Dr. Poythress assumes that the guiding principle behind the TNIV is to avoid offense. This is wrong. The guiding principle is to translate God's Word as accurately as possible. I am sure that Paul's condemnation of homosexual behavior, his commands for wives to submit to their husbands, and his assertion that the husband is the head of the wife are just as offensive in the TNIV as in the NIV. The TNIV does not update the meaning of the text, but communicates the original meaning in today's language.
Dr. Poythress is concerned about losing "details of meaning." So am I. This is precisely why the TNIV is needed. English has changed, so that when people read the NIV's man, many hear male instead of Paul's meaning, person. This is a significant loss of meaning. Thirty years ago the NIV translators meant for words like man and brother to be understood generically. Generic means referring to people in general. The problem is these words no longer sound generic to many readers, potentially misrepresenting the author's intention.
Now a new twist: Dr. Poythress claims that these are not true generics at all, but male representative words, where a male example teaches a general principle. But he offers no evidence for this theory, nor any criteria for determining when a passage is a male representative. Then he claims the TNIV distorts the meaning by using a true generic!
Dr. Poythress repeatedly calls for the retention of Greek forms (person, number, etc.). But the NIV has always been a meaning-based translation (the philosophy of most international Bible translation). The TNIV continues this tradition.
I should add that I do not believe the TNIV always gets it right. Like every translation, the TNIV was produced by fallible people wrestling with difficult interpretive decisions. Yet in every passage opponents cite, the TNIV represents a legitimate interpretation.
For example, scholars have long recognized that the Greek dative heauto in 1 Corinthians 14:28 probably means "by himself" (= "when alone") rather than "to himself," since it stands in contrast to "in the church" (see A. Robertson and A. Plummer, A Critical and Exegetical Commentary on the First Epistle of St. Paul to the Corinthians [ICC; T&T Clark, 1911] 321; G. Fee, The First Epistle to the Corinthians [NIC; Eerdmans, 1987] 693).
Dr. Poythress's claim that the Greek "unambiguously" means "to himself" is wrong. The same can be said of Hebrews 2:6-9, a passage often cited by TNIV opponents. As conservative a commentator as John MacArthur Jr. recognizes that Psalm 8 is cited in Heb. 2:6-7 with reference to humanity, and then applied to Jesus in verse 9 (so TNIV) (John MacArthur Jr., Hebrews [Moody, 1983] 45).

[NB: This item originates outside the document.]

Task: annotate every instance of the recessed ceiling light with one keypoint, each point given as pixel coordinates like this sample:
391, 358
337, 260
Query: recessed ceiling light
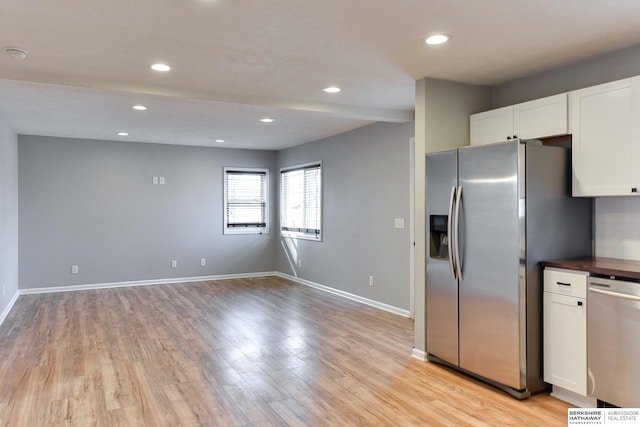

After a well-intended but misguided media campaign against the TNIV, the tide seems to be shifting to a more thoughtful approach, with leading evangelical New Testament scholars—D. A. Carson (Trinity International UNIVersity), Craig Blomberg (Denver Seminary), Darrell Bock (Dallas Theological Seminary), and others—weighing in with substantial scholarly papers (see www.TNIV.info). Books by Dr. Carson and myself also provide readers with linguistic tools to investigate this issue (Mark L. Strauss, Distorting Scripture? The Challenge of Bible Translation and Gender Accuracy [InterVarsity Press, 1998]; D. A. Carson, The Inclusive Language Debate: A Plea for Realism [Baker, 1998]).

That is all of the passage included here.